# Thread: Tangent to a parametric curve

1. ## Tangent to a parametric curve

I thought I solved this correctly, but my answer was marked wrong:

Here it is: Find the equations of the tangents to this curve that pass through the point (15,15).

$\displaystyle x=9t^2+6$
$\displaystyle y=6t^3+9$

Solution:
$\displaystyle \frac{dy}{dx}=\frac{18t^2}{18t} = t$

$\displaystyle y-(6t^3+9)=t(x-(9t^2+6))$

Substituting in the point (15,15):

$\displaystyle 15-6t^3-9=t(15-9t^2-6)$

After simplifying, this turns into: $\displaystyle (t-1)^2(t+2) = 0$

Setting t=1:
$\displaystyle y-15=1(x-15)$
$\displaystyle y=x$ is my first tangent line, which was wrong. When I graphed it, it did appear to be tangent to the curve at that point..

Setting t=-2:
$\displaystyle y-15=-2(x-15)$
$\displaystyle y=-2x+45$ also incorrect.

If someone could fix my work, I'd be very very thankful.

2. Both those answers look correct to me.
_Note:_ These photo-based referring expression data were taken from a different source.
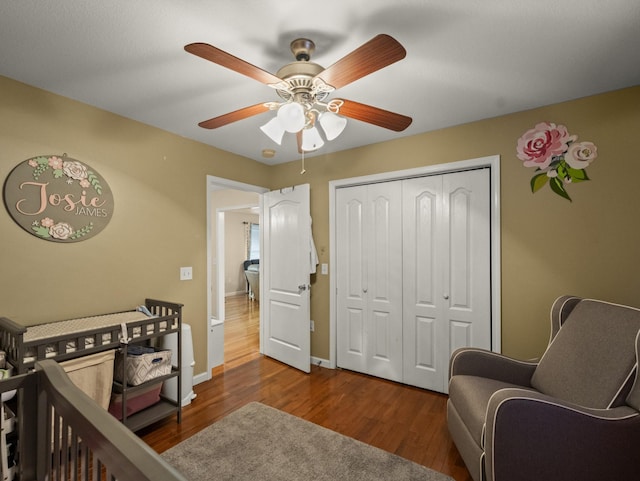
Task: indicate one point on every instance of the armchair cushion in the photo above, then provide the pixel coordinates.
(471, 395)
(592, 358)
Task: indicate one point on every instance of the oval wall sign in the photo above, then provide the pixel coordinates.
(59, 199)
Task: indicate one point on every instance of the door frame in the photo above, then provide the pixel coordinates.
(491, 162)
(213, 184)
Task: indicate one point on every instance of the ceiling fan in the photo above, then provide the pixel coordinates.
(304, 87)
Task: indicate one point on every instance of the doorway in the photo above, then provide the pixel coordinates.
(223, 196)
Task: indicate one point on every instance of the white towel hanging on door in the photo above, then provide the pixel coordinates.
(313, 254)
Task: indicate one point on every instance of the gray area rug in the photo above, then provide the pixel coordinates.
(258, 442)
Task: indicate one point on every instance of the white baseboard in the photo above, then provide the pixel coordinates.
(317, 361)
(202, 377)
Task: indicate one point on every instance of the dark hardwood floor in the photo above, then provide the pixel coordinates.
(408, 421)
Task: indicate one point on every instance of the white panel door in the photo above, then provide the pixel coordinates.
(425, 334)
(447, 273)
(369, 279)
(285, 267)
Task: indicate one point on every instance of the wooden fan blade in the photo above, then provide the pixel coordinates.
(374, 115)
(240, 114)
(380, 51)
(215, 55)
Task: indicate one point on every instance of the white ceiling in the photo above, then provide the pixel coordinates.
(466, 59)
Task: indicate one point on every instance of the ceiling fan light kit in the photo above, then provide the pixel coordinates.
(332, 124)
(304, 86)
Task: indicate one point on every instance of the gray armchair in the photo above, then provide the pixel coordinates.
(574, 415)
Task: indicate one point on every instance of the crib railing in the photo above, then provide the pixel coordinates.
(65, 436)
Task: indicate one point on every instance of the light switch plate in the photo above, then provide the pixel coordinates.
(186, 273)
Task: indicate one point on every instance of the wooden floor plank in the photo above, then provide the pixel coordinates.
(405, 420)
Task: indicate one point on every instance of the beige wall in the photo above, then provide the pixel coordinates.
(588, 247)
(549, 245)
(159, 223)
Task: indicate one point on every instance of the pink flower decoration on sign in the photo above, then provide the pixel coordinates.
(556, 156)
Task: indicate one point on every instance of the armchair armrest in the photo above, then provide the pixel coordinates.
(529, 435)
(482, 363)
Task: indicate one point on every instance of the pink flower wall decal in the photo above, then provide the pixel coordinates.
(557, 157)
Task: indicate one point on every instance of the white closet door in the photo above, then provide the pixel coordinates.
(369, 279)
(447, 272)
(425, 334)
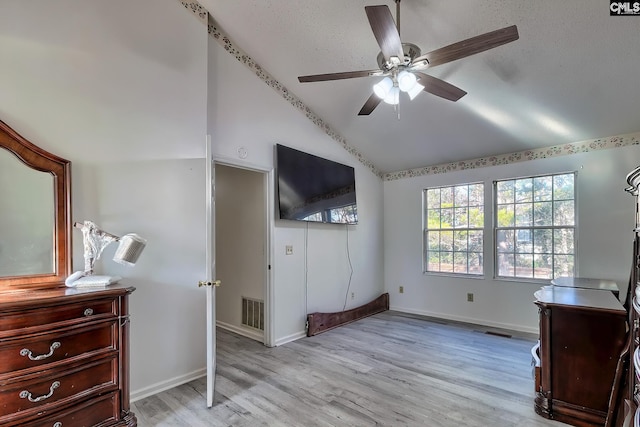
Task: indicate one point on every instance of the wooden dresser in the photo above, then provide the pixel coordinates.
(633, 303)
(64, 357)
(582, 335)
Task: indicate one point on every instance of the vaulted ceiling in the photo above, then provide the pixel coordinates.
(573, 74)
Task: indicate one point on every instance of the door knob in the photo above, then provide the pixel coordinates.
(215, 283)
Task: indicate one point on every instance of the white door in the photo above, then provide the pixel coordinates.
(211, 283)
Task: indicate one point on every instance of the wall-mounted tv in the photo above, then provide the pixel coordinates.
(311, 188)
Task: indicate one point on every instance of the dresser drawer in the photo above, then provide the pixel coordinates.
(52, 389)
(66, 344)
(87, 414)
(45, 317)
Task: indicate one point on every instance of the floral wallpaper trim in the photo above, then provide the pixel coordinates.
(216, 32)
(521, 156)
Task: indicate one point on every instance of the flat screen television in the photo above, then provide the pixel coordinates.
(311, 188)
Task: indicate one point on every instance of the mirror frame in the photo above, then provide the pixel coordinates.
(60, 169)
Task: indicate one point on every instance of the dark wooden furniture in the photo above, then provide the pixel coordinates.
(632, 403)
(588, 283)
(582, 334)
(64, 352)
(64, 358)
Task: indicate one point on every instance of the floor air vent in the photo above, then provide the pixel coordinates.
(253, 313)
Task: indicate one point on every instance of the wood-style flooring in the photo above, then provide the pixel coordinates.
(391, 369)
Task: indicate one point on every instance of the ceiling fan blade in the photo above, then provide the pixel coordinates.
(385, 31)
(439, 87)
(339, 76)
(470, 46)
(370, 105)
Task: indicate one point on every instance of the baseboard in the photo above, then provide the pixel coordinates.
(249, 333)
(290, 338)
(167, 384)
(471, 320)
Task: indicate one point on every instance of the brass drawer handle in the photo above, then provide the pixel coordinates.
(27, 352)
(24, 394)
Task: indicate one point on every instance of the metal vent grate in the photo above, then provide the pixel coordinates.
(253, 313)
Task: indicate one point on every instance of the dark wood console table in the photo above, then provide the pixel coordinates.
(582, 334)
(588, 283)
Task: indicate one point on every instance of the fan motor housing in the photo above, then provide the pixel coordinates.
(411, 51)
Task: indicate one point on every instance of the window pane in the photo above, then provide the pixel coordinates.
(476, 241)
(476, 217)
(543, 266)
(542, 186)
(475, 263)
(524, 214)
(563, 265)
(450, 214)
(460, 242)
(433, 218)
(446, 261)
(462, 218)
(433, 198)
(434, 261)
(563, 213)
(434, 240)
(524, 265)
(446, 218)
(476, 195)
(506, 265)
(462, 195)
(446, 240)
(460, 262)
(542, 213)
(524, 190)
(563, 241)
(447, 197)
(505, 192)
(505, 241)
(506, 216)
(543, 241)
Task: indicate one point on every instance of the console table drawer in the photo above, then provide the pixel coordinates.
(49, 391)
(65, 344)
(46, 316)
(87, 414)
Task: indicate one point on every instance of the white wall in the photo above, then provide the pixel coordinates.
(119, 88)
(605, 214)
(245, 112)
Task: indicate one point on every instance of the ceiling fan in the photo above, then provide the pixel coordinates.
(402, 64)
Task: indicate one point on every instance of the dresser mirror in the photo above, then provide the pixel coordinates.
(35, 217)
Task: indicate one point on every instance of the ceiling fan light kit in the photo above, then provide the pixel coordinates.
(402, 64)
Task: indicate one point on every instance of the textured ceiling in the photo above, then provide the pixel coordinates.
(573, 75)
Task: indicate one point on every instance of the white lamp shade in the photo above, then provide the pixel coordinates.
(393, 97)
(382, 88)
(406, 80)
(129, 249)
(415, 90)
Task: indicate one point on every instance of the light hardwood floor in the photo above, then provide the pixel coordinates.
(391, 369)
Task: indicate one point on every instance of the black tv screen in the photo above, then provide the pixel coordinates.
(311, 188)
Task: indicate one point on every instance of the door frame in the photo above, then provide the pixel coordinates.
(268, 174)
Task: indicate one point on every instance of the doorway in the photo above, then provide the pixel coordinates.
(242, 223)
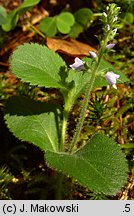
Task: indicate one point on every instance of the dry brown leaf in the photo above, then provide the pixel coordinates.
(70, 47)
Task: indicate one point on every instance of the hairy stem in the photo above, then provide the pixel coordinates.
(63, 130)
(85, 103)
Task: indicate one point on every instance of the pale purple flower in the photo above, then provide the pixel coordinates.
(115, 18)
(111, 78)
(108, 27)
(93, 54)
(78, 64)
(110, 46)
(115, 30)
(104, 13)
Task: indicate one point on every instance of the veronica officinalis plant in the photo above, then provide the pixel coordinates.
(99, 165)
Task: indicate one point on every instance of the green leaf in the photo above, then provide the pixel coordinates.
(35, 122)
(13, 16)
(3, 15)
(38, 65)
(99, 165)
(48, 26)
(129, 18)
(64, 22)
(83, 16)
(27, 4)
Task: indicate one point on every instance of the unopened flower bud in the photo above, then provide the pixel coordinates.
(104, 13)
(115, 30)
(115, 19)
(78, 64)
(93, 54)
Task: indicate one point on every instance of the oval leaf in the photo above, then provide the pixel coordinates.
(99, 165)
(3, 15)
(38, 65)
(35, 122)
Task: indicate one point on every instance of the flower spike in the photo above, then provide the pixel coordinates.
(78, 64)
(93, 54)
(111, 78)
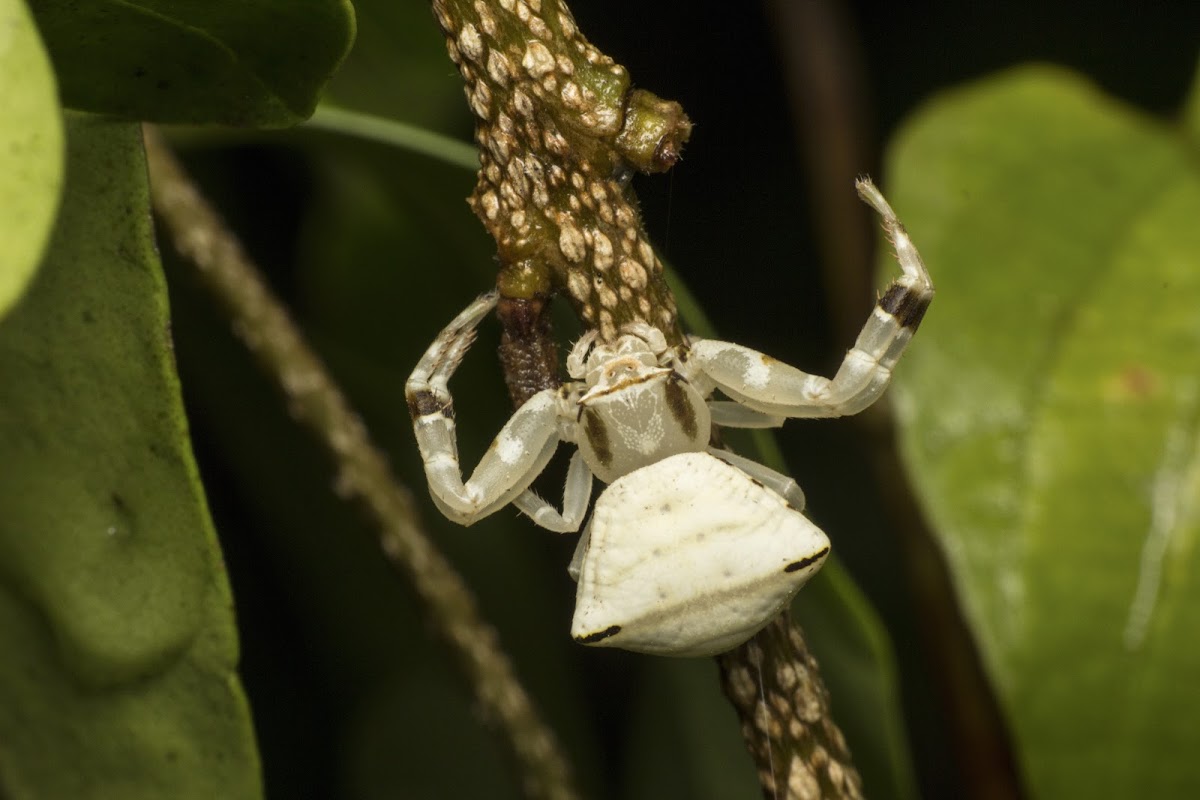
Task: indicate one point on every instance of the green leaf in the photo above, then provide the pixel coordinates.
(1051, 416)
(115, 620)
(30, 150)
(245, 62)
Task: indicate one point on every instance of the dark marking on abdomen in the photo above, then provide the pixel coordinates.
(809, 561)
(592, 638)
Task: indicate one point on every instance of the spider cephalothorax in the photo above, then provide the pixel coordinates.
(690, 549)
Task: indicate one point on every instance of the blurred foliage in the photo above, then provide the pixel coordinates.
(246, 62)
(118, 678)
(1051, 415)
(30, 151)
(1055, 221)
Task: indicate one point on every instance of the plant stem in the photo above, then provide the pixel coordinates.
(201, 236)
(559, 132)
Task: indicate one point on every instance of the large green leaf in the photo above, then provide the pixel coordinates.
(30, 150)
(118, 675)
(247, 62)
(1050, 416)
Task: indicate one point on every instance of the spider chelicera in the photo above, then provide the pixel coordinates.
(690, 549)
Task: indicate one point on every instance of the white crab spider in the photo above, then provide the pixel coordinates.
(690, 549)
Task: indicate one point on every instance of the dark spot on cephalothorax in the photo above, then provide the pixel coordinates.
(905, 304)
(677, 402)
(599, 636)
(598, 435)
(807, 561)
(423, 402)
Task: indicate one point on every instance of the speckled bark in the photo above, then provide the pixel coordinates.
(561, 132)
(775, 686)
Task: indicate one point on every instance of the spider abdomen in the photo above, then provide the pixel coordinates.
(690, 557)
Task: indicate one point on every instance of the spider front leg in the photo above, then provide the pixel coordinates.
(515, 457)
(777, 389)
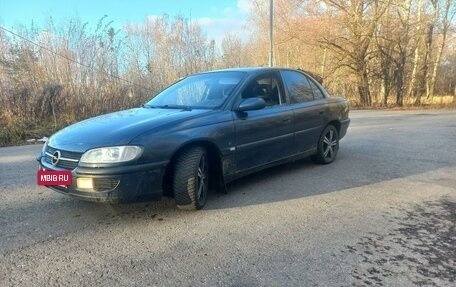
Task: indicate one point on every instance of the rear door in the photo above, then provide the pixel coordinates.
(266, 135)
(309, 110)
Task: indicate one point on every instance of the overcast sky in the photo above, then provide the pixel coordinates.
(215, 17)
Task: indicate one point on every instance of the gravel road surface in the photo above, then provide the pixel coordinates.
(383, 214)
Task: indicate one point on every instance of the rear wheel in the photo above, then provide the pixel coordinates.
(328, 145)
(191, 179)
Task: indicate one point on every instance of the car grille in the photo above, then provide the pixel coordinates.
(105, 184)
(68, 159)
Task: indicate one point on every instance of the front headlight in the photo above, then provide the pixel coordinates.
(113, 154)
Why do you say that they are wrong?

3. t= -2 is incorrect because y(-2)= 6(-2)^3+ 9= -48+ 9= -39, not 15.

However, at t= 1, (x, y)= (15, 15) and then tangent line is indeed y= x.

4. Originally Posted by HallsofIvy
t= -2 is incorrect because y(-2)= 6(-2)^3+ 9= -48+ 9= -39, not 15.
I thought the same at first. But when t=–2, x=42 and y=–39, and the tangent at (42,–39) is y+39 = –2(x–42) which does indeed simplify to $\displaystyle y = -2x+45$.